Prévisible, la folie meurtrière?

«Il serait illusoire de penser que nous pouvons enrayer les homicides intrafamiliaux, mais si nous pouvons en réduire l’occurrence en mettant en place de nouvelles mesures de prévention ou en développant des services supplémentaires, nous le ferons. Aucune famille ne devrait connaître la souffrance qu’occasionnent de tels drames.»

Voilà ce que déclarait le ministre de la Santé, Yves Bolduc, en octobre 2011, au moment de la création du comité d’experts mandaté pour réaliser une analyse de l’état de situation sur l’ampleur du phénomène des drames intrafamiliaux au Québec et formuler toute recommandation pour prévenir ce type d’homicides, «en cohérence avec les orientations ministérielles, notamment en matière de violence conjugale et de santé mentale.»

Le ministre Bolduc n’avait plus le choix. Le verdict rendu par un jury dans l’affaire Guy Turcotte avait plongé la population québécoise dans le doute sur le sentiment de justice rendue au Québec. Le cardiologue avait tué ses deux enfants avant de tenter de s’enlever la vie en avalant près d’un litre de lave-glace. Et au terme d’un procès hautement médiatisé, Turcotte avait été déclaré par un jury non criminellement responsable de ses actes.

Les «experts» appelés à la barre par la défense avaient joué beaucoup sur le verdict final. Il ne fallait y voir que le geste d’un parent dérangé! Un accusé comme Turcotte est déclaré «non responsable criminellement» si, au moment où il commet une infraction criminelle, il souffrait d’un trouble mental qui l’empêchait de juger la nature et la qualité de son geste. C’est ce point-là sur lequel reposait toute sa défense.

Moins de quatre mois après la création de ce comité d’experts, Québec était plongé dans un autre drame, encore plus horrible celui-là, d’un fils qui assassine sa mère et deux de ses petites nièces, dans un moment de folie meurtrière, plus «prévisible», celui-là. On ne saura pas avant le 12 avril si l’accusé, Pascal Morin, pourra être jugé apte à subir son procès.

Depuis les funérailles des victimes du triple meurtre de Saint-Romain, le calme est revenu en région. Par respect pour les familles et pour permettre un semblant de retour à la vie normale après des événements qui ont profondément marqué les gens. Plusieurs vivent dans la peur que la folie meurtrière puisse de nouveau frapper, on ne sait quand ni où, mais les regards jetés sur les gens souffrant de maladies mentales n’ont jamais été aussi empreints d’inquiétude et d’incompréhension.

Et le discours politique qui se voulait apaisant, l’automne dernier, au moment de la création du comité d’experts, est remis en question par des organismes qui estiment que le gouvernement du Québec reste bien muet quant aux mesures qui seront prises pour éviter d’autres drames comme ceux-là. Des organismes qui dénoncent l’incapacité des corps policiers à prêter assistance aux proches dont la vie est menacée par une personne malade mentalement et qui refuse les soins dont elle aurait pourtant besoin. Les policiers sont démunis pour intervenir directement, de leur propre chef, bien souvent par faute de ressources.
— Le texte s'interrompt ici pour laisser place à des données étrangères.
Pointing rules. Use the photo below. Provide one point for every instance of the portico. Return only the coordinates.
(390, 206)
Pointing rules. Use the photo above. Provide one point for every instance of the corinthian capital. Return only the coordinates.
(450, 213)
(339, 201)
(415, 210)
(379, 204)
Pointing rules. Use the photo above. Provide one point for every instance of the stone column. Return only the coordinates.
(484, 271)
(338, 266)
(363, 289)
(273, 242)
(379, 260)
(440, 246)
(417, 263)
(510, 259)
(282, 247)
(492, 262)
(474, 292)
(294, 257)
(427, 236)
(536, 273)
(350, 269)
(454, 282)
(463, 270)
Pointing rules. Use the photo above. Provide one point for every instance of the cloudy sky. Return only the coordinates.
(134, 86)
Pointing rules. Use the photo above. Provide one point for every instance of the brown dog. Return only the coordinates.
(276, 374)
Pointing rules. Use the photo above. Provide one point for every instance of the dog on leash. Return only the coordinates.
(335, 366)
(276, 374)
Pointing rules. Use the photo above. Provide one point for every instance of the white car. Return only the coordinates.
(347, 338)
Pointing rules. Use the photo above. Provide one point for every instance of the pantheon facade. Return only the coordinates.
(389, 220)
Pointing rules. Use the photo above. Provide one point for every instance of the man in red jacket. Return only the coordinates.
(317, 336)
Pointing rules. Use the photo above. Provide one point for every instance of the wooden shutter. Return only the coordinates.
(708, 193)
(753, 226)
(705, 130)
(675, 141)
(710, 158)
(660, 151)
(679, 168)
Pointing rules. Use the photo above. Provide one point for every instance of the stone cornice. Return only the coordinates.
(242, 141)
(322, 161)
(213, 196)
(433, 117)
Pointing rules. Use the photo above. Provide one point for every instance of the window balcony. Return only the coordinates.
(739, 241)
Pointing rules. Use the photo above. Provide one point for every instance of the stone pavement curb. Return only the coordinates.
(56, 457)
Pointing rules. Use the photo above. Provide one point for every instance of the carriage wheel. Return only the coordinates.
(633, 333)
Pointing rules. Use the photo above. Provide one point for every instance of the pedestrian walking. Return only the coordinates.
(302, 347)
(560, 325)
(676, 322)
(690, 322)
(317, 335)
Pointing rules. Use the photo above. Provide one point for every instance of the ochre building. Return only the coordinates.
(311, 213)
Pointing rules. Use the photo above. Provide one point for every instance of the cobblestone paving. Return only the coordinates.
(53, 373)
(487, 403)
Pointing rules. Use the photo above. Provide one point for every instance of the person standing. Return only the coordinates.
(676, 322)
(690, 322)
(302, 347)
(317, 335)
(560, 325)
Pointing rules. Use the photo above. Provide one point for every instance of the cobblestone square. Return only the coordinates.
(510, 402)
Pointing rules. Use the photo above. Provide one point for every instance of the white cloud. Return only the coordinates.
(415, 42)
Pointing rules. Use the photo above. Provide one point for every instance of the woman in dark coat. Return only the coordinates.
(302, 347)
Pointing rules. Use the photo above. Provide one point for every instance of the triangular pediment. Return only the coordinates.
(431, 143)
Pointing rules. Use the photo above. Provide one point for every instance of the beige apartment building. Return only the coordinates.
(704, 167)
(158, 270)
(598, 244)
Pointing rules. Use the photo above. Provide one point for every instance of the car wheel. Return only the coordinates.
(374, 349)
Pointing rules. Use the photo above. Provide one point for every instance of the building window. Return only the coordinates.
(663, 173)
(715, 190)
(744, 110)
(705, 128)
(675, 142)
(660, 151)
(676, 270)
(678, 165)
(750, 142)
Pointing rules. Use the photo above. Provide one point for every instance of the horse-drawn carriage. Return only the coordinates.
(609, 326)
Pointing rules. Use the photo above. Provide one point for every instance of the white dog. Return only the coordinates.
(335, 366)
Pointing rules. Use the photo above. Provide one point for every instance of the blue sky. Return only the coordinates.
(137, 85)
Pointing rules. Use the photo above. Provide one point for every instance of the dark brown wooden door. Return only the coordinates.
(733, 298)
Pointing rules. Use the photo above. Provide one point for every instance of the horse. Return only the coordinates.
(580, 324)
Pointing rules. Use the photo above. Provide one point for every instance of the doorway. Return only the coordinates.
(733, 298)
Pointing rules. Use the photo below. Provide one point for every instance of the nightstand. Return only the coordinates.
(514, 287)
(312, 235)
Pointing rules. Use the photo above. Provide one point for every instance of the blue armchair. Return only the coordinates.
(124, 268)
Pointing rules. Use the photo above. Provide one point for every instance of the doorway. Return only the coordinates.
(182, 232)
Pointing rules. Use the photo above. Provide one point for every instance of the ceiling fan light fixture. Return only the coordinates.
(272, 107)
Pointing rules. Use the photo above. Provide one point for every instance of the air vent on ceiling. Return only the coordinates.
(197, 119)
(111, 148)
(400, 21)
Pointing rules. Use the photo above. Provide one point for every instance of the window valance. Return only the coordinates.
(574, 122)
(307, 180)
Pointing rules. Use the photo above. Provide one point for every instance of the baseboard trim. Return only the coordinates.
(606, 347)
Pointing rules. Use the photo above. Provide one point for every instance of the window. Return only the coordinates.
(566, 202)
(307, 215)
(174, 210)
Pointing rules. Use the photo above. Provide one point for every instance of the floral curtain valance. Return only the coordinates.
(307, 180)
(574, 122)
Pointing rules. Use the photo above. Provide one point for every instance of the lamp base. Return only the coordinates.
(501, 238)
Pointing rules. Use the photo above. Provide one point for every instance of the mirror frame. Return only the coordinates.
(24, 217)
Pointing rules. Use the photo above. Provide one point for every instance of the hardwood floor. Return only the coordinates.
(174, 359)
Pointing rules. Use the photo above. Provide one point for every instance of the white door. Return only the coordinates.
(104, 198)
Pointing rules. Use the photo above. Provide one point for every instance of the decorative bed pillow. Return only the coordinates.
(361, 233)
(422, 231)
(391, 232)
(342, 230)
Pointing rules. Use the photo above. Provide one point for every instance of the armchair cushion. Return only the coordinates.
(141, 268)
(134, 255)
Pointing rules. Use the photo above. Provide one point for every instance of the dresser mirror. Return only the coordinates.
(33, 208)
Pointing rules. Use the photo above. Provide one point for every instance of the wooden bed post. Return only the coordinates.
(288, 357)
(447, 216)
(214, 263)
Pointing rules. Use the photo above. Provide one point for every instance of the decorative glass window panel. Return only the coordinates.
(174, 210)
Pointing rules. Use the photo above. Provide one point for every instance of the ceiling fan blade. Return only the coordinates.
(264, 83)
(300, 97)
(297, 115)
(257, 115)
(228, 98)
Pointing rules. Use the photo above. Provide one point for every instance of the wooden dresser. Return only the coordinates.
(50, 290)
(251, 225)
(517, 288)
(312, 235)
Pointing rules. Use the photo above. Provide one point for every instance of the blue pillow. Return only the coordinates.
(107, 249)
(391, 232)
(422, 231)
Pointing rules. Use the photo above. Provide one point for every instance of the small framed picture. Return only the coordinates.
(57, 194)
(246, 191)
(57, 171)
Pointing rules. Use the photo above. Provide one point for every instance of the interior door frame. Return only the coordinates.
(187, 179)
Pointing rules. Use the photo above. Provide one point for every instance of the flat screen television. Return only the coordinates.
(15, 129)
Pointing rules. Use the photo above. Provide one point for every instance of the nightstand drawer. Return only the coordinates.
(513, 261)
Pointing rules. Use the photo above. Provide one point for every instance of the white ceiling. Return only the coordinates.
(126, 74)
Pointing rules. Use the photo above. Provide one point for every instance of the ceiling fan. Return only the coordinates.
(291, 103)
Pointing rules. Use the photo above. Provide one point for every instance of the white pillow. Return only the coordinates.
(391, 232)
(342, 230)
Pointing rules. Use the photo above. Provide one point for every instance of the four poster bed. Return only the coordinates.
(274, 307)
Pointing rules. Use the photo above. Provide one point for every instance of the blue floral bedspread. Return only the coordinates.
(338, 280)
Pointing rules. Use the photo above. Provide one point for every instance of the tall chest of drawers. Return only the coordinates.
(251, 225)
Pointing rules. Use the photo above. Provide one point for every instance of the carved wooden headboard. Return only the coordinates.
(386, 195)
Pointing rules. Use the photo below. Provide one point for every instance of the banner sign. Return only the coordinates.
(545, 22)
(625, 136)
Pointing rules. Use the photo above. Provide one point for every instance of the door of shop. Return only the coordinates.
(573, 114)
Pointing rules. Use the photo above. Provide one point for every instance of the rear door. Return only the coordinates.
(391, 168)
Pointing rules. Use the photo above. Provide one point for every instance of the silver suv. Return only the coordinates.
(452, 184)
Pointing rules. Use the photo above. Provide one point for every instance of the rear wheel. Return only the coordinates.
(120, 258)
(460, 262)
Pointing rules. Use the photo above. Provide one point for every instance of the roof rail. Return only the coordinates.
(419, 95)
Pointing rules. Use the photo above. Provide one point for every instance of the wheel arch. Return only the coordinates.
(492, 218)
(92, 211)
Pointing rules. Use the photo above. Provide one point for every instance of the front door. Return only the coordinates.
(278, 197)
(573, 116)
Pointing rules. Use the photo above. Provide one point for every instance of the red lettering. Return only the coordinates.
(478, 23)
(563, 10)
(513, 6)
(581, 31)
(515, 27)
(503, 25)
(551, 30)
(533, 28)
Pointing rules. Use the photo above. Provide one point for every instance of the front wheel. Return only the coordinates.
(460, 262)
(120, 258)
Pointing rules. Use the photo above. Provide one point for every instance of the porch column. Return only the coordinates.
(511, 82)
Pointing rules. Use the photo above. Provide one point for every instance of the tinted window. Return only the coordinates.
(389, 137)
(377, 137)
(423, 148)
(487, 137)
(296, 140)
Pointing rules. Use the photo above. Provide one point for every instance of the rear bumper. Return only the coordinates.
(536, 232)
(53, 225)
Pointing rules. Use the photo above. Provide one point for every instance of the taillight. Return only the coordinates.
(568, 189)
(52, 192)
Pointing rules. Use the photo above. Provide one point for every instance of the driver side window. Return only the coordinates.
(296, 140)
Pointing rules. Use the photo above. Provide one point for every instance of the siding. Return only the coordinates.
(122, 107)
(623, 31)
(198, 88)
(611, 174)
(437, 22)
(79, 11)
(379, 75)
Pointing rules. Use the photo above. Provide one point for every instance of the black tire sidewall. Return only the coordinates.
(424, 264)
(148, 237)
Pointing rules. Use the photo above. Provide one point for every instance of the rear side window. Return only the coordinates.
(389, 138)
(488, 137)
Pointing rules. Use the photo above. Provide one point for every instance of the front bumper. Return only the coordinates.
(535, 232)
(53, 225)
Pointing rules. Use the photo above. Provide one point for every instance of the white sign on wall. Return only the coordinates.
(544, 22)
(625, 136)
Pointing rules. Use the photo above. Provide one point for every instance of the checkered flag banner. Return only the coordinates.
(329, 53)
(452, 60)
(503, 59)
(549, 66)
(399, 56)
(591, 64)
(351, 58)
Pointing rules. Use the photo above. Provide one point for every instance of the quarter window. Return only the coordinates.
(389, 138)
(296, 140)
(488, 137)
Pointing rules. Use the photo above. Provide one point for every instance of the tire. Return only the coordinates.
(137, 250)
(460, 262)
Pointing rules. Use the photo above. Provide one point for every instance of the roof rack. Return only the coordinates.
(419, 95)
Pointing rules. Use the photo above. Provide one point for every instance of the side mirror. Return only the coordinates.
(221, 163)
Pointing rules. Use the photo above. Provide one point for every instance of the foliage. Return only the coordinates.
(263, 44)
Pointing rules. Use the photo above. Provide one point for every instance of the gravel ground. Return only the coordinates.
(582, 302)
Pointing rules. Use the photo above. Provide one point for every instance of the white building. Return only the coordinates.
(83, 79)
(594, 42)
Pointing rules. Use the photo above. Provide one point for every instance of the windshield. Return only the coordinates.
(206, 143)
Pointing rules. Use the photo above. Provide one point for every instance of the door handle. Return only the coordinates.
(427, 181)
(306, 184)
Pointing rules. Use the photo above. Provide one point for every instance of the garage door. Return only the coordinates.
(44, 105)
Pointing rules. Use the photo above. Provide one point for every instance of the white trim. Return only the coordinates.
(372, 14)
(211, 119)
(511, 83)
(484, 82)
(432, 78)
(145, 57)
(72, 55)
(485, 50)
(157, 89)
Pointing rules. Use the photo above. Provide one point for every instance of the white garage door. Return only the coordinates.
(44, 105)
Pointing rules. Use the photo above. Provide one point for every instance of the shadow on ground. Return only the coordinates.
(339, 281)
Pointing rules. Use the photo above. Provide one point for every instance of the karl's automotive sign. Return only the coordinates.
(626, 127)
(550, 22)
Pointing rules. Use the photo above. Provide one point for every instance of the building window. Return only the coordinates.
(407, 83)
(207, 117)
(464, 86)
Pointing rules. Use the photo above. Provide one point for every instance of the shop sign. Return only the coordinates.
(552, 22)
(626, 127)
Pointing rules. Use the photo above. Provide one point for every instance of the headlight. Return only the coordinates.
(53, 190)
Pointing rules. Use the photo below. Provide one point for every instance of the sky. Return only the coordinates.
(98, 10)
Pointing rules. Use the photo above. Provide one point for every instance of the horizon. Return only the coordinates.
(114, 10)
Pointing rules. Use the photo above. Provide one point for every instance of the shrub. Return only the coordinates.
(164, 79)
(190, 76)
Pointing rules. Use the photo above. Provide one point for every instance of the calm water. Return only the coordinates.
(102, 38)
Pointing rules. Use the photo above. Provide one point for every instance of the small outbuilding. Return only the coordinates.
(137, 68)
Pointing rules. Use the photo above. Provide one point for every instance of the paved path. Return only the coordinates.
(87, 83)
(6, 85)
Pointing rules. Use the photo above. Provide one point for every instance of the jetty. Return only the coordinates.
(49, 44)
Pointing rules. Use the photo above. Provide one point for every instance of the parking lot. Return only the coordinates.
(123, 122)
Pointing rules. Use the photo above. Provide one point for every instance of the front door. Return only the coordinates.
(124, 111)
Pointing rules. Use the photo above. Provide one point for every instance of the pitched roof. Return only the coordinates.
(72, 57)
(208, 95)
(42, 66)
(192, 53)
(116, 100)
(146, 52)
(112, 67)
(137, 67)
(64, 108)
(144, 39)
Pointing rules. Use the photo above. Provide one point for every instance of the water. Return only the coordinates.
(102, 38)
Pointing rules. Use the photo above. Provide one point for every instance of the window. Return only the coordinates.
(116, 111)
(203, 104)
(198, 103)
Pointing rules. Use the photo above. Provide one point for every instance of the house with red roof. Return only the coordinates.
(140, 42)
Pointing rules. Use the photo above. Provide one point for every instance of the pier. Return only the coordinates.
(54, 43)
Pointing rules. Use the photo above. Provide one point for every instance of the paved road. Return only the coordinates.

Et pourtant, qu’est-ce qu’on lit sur le site du ministère de la Justice, sous l’onglet «troubles mentaux»? «Si vous n’arrivez pas à convaincre la personne d’aller à l’hôpital, vous pouvez demander de l’aide pour l’y forcer ; celle d’un policier, par exemple. Dans un tel cas, vous devez communiquer soit avec la Sûreté du Québec, soit avec un procureur aux poursuites criminelles et pénales du palais de justice du district judiciaire où réside la personne. Ceux-ci détermineront la démarche à suivre selon les circonstances. Si la personne se comporte de façon à ce qu’il semble possible qu’elle saccage des biens, qu’elle blesse quelqu’un ou qu’elle commette toute autre infraction au Code criminel ou encore si elle formule des menaces de mort, les policiers procèderont à son arrestation. Son cas sera traité selon la procédure habituellement applicable aux infractions au Code criminel: arrestation sans mandat, sommation et comparution devant un juge, puis ordonnance d’évaluation psychiatrique.»

Le paragraphe suivant est on ne peut plus clair: «Par ailleurs, en vertu des pouvoirs qui lui sont conférés, un policier qui a des motifs sérieux de croire que l’état mental d’une personne représente un danger grave et immédiat peut l’amener contre son gré dans un centre hospitalier si un proche de la personne ou un intervenant social en fait la demande.»
La preuve est faite, le travail au quotidien des policiers sur le terrain n’est pas aussi tranché noir et blanc que dans le livre des procédures d’intervention du ministère de la Justice. L’application n’est pas aussi simple que décrite dans le mode d’emploi. Le drame de Saint-Romain en est un exemple frappant!